You can read the first two paragraphs of the Introduction and then skip to the last sentence of the Conclusion if you want to bypass all the math.



So... If gravity is quantized, then black holes must be only a low-energy approximation of whatever phenomenon is really happening there?

If there's some proof that they aren't black (AFAIK, the only thing we know empirically), I've missed it. All I see is a point that the current theory would be wrong.


Rather, the existence of black holes demonstrates that gravity is not renormalizable.

The last sentence in the paper:

"It seems that gravity is a low energy effective field theory description of something else that is not a quantum field theory."

QFTs like QED and QCD are renormalizable. This is a technique used to eliminate the infinities that arise in calculations from self-interaction. For a very long time, renormalization was viewed as hocus pocus (including by the person who discovered it). Later, mathematicians were able to provide a solid theoretical foundation for it.......but only as an effective field theory valid at particular size and energy scales.

Net net, the standard model is an approximation of something more fundamental. Gravity being nonrenormalizable shows that "something" is not a QFT.


Does it contest anything that we have observed? Because I couldn't find anything there that won't allow objects that behave the same way as the black holes we've seen, and differ only on details we can't see. (But IANAP, and could easily have missed something.)

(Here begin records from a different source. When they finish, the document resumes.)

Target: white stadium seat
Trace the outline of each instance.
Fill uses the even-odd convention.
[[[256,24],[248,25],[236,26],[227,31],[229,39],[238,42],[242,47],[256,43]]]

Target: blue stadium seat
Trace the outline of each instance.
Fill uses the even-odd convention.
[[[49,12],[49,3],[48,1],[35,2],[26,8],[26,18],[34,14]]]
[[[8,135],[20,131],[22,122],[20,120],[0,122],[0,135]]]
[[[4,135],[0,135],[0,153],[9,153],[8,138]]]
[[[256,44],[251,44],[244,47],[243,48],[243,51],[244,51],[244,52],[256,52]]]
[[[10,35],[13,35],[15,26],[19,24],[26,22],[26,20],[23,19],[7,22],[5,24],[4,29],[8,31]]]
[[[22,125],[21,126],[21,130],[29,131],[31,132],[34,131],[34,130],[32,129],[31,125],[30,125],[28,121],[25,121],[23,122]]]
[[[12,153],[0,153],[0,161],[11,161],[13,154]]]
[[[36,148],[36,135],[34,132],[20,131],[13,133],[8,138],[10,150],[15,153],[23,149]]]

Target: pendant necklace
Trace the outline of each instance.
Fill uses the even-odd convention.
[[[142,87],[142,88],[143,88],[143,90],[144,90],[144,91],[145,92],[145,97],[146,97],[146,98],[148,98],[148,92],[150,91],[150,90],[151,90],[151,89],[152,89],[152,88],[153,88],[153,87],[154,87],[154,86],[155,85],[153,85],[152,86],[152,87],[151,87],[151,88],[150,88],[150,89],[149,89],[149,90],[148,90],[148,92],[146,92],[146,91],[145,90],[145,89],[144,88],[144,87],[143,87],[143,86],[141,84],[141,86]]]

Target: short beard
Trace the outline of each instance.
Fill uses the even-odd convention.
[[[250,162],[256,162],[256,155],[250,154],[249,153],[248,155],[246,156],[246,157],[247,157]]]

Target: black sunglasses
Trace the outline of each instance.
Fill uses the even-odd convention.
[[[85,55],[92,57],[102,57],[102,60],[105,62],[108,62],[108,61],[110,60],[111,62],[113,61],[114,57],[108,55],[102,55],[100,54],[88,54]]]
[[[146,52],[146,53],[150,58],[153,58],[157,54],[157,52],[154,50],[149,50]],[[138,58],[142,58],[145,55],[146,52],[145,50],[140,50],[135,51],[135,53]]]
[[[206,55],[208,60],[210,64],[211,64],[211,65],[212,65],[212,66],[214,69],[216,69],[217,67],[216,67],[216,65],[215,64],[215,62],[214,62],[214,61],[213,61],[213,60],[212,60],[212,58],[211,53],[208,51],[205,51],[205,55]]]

There are tons of effective QFTs that can be used very accurately to predict experiments below a certain (high) energy threshold, but which are not renormalizable. This is well understood. It means that the theory needs to be augmented to understand the higher energies, but does not at all mean the more fundamental (augmented) theory has to be radically different, such as classical. Everyone already agrees that the non-renormalizability of naive low-energy quantum gravity means something must be added.